Living in New Delhi in India for half a decade allowed me to see the city in a different way. It’s a city with many contrasts and the energy of chaos. I was in film school, and Delhi influenced me to explore the juxtapositions and dualities of the Nairobi night.
What do you do when you travel?
When I travel, there are two places I visit: libraries and bookshops. I came back from India with about a thousand books. The guy at customs was so shocked because they were all personal, not new books to sell. I also make a point of taking long walks in the streets to absorb the energy of the place and its people, especially in cities. In rural areas I’ll go to the market – that’s where all the energy and activity is.
Your photography has landed you in trouble. Tell us about your arrest.
I had been arrested many times before.

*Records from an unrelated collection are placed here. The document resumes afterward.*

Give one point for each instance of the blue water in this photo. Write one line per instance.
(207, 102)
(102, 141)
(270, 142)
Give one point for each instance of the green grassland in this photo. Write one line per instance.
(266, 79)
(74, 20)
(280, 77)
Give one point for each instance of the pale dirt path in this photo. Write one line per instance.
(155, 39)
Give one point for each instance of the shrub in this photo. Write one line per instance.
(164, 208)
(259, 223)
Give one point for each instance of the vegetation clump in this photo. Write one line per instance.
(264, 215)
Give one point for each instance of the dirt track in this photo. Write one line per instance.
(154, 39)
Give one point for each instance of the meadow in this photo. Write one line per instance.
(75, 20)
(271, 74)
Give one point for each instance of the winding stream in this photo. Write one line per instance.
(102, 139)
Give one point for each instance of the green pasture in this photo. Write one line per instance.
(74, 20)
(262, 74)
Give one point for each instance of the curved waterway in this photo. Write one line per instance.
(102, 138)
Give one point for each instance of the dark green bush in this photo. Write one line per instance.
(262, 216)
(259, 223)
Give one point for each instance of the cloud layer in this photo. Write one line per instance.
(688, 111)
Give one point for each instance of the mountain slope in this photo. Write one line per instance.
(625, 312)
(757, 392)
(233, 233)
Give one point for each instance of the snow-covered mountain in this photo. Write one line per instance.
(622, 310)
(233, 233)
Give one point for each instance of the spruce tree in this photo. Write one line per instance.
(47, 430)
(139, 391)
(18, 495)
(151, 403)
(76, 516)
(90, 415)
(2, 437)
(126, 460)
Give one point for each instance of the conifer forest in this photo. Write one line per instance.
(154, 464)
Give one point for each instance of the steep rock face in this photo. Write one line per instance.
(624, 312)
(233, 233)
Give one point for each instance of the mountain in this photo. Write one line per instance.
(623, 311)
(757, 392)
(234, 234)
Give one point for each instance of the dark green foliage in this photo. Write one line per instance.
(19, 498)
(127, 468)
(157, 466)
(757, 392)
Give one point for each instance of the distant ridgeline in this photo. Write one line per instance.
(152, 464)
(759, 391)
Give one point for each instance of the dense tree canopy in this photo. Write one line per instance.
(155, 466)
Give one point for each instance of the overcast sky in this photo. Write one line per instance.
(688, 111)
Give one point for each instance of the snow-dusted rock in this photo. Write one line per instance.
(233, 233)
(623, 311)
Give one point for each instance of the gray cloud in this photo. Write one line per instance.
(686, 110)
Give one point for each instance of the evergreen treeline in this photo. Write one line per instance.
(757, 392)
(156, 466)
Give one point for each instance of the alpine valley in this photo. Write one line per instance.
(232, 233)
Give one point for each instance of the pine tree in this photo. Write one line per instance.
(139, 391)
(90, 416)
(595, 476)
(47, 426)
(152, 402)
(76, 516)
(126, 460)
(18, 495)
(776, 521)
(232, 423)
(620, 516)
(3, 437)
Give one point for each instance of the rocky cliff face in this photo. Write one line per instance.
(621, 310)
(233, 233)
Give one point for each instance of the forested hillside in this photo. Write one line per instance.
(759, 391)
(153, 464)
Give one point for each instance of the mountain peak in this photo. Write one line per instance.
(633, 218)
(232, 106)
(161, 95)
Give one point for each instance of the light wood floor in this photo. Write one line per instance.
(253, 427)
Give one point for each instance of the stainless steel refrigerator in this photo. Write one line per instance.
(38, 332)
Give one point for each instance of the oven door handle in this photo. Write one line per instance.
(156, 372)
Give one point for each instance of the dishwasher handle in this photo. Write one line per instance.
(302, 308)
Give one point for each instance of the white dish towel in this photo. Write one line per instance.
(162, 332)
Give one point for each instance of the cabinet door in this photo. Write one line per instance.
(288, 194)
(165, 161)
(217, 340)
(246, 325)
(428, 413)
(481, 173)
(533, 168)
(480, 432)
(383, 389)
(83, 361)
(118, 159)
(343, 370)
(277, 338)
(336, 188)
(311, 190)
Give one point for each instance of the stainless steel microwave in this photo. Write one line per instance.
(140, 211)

In December 2014, a new bill was signed into law, [allowing] the state to hold you for up to 360 days [without charge].* So I was shooting my street photography and got arrested. This was different. I was taken to Langata police station [where I was told] I had been arrested as a terror suspect. I managed to alert someone and they saw which police station I had been taken to. But I was not even booked in the [Occurrence Book]. So anybody who came was told, ‘There is no Msingi here.’ There were people who could clearly vouch I had been taken there, and they had not seen me leaving. So some guys went online to lobby for my release and that created a [stir] on social media. *Ed’s note: Aspects of the anti-terror law were later overturned by the High Court.

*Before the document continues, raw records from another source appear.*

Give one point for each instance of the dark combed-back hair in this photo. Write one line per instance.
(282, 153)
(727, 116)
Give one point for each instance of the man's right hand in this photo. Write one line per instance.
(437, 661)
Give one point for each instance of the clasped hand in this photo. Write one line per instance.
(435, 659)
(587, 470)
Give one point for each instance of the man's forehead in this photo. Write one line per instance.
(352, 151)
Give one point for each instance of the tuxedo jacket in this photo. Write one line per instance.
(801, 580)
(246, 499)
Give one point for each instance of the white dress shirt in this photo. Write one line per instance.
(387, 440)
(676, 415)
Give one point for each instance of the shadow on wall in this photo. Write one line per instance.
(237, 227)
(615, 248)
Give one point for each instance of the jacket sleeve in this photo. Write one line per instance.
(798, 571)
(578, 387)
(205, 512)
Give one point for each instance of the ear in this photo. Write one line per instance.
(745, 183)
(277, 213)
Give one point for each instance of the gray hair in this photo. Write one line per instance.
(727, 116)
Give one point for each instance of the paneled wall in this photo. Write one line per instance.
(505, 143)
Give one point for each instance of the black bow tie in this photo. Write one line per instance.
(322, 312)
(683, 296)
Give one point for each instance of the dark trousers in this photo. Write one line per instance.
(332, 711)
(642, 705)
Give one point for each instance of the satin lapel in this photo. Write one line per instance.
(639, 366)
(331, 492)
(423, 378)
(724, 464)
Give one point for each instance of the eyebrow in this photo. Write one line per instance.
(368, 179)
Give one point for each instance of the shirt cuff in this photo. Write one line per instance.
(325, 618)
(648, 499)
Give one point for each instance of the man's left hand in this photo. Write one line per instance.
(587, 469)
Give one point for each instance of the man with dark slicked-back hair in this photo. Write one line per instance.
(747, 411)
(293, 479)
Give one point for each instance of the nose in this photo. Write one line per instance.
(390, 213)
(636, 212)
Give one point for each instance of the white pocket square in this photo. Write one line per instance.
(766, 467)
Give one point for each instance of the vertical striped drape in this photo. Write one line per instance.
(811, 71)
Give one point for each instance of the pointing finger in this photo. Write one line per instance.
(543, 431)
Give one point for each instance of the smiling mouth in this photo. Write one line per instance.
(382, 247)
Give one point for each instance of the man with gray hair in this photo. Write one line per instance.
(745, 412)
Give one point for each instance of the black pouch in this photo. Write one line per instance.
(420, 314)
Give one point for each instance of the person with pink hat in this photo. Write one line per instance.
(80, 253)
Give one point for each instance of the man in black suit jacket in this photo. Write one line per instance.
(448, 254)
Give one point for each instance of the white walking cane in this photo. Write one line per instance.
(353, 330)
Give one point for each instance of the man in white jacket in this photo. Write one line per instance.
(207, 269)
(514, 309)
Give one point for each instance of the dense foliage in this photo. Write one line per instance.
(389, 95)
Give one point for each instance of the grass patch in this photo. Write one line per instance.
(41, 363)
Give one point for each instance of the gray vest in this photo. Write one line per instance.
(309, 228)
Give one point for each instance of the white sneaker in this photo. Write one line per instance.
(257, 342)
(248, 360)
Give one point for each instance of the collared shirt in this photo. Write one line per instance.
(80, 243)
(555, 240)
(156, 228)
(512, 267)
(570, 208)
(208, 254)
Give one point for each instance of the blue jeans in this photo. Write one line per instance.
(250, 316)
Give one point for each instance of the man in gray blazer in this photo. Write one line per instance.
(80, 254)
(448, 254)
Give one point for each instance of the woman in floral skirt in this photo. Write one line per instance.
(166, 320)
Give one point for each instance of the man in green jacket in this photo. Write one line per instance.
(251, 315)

How did it affect your career?
Immediately after my arrest, my prints were selling well. But after about three months, when people had moved on to other news, demand for my prints became low. And then I called a potential client I had met for a portrait session and she told me, “Look, you seem like a very nice person. Your work is amazing. I’d like to shoot with you but I have seen something online, that you are a terror suspect. So you know – this is Kenya.” I went online and searched my name. The first 20 searches of my name came up with “terror suspect.”
How did it all affect your personal life?
I met a beautiful girl in a nightclub. We were just about to leave the club, when she said she wanted to go to the bathroom. We had already exchanged numbers. She came back from the bathroom, crying. I thought someone had done something to her. But when she gets to me, she doesn’t want me to talk. She said, “Please delete my phone number.” I asked, “Why should I delete your phone number? What’s wrong?” She said, ”First delete my phone number.” By now, we’re attracting attention. I delete her phone number. She said, “When I went to the bathroom, I googled you. You’re a terror suspect.” She left me sitting there in the club, her perfume still on my shirt. If I put it in Noir terms, the whole story was now stalking me.
How did you end up on the streets?
I had not paid my rent for some time. I went to the shop. I had left everything in the house. I was charging my phone. When I came back, I was not allowed in by the security guards at the gate. By then I had become so stressed because I had asked people for help. I would say: “You guys: just buy my prints [and] … I’ll be able to sort the debts.” There was cold silence. I figured if I can’t get help, I have to fend for myself somehow. The only place I knew where I can do that is Nairobi CBD.
How did you survive in the CBD?
I had a business selling books before I went to India. … I started selling used books again. I take a book – let’s say it’s 100 bob but I know where I can sell that book for 500. From the money I’d make, I’d buy some breakfast: a proper meal – not like an English breakfast of tea and bread. I would save some money to shower in the morning and go to sleep. Surprisingly you can get a place to sleep for 50 bob.
How did you come back up?
After posting about my predicament on Facebook, I got a lot of demand from people to buy my prints. One client bought 16 prints in one go. And one print is Ksh 10,000. I was back in business almost as fast as I was out on the street.
What’s next for Nairobi Noir?
So one of the major things I have coming out is a 24/7 live stream of Nairobi at night. I have done a lot of test runs. While I have been setting up a studio, I have also been doing a lot of Nairobi Noir work so there’s so much new stuff I have created and not yet released. This includes Nairobi Noir songs and music. It’s all coming out like a fruitful harvest.